Hot Dog Relish

2 cups finely chopped onions
2 cups finely chopped cucumbers
6 green or red bell peppers finely chopped
4 cups finely chopped green tomatoes
3 tablespoons pickling salt
3 cups sugar
1/4 cup flour
2 teaspoons ground turmeric
1 cup water
1/4 cup prepared mustard
1 tablespoon mustard seeds
2 cups cider vinegar

In a large bowl, combine onions, cucumbers, peppers and tomatoes. Sprinkle with salt; mix well. Cover; let stand overnight or 10 to 12 hours at room temperature. Turn brined vegetables into a colandar to drain. Discard liquid. Rinse with clear water. In a 6 quart pot, combine sugar, flour and
turmeric. Slowly stir in water until mixture is smooth. Stir in remaining ingredients, except vegetables. Over medium heat, stir frequently until mixture thickens, about 10 minutes.

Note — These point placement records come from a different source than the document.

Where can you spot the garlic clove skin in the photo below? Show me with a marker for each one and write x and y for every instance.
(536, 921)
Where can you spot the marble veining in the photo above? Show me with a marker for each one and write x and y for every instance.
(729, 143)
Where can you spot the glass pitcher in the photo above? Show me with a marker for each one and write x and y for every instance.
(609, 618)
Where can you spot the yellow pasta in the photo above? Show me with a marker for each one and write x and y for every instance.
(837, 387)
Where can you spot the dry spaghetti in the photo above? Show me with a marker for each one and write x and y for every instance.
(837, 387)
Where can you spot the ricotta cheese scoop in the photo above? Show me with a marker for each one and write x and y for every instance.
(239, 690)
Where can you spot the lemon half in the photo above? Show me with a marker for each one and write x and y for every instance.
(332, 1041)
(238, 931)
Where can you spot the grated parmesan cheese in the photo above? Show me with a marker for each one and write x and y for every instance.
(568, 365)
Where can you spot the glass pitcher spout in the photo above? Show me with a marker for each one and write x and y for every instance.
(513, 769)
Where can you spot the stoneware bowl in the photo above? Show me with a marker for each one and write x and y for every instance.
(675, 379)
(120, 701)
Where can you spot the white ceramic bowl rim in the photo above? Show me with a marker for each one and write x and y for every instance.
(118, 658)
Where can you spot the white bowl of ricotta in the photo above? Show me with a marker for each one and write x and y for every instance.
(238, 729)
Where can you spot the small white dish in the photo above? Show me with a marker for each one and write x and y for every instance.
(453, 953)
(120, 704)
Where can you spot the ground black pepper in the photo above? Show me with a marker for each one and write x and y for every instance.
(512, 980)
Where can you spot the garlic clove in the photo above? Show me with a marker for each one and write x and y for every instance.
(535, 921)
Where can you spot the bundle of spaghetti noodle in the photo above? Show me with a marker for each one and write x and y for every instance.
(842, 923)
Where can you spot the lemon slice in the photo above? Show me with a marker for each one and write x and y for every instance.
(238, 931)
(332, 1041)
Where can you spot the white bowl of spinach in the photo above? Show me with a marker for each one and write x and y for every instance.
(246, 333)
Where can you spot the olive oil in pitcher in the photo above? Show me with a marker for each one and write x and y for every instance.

Stir in rinsed chopped vegetables; bring back to a boil. Reduce heat to low; simmer uncovered 20 minutes. Ladle hot relish into prepared hot jars, 1 at a time, leaving 1/4 inch headspace.
Release trapped air. Wipe rims and secure lids. Put into HWB for 15 minutes, start counting after water returns to boil.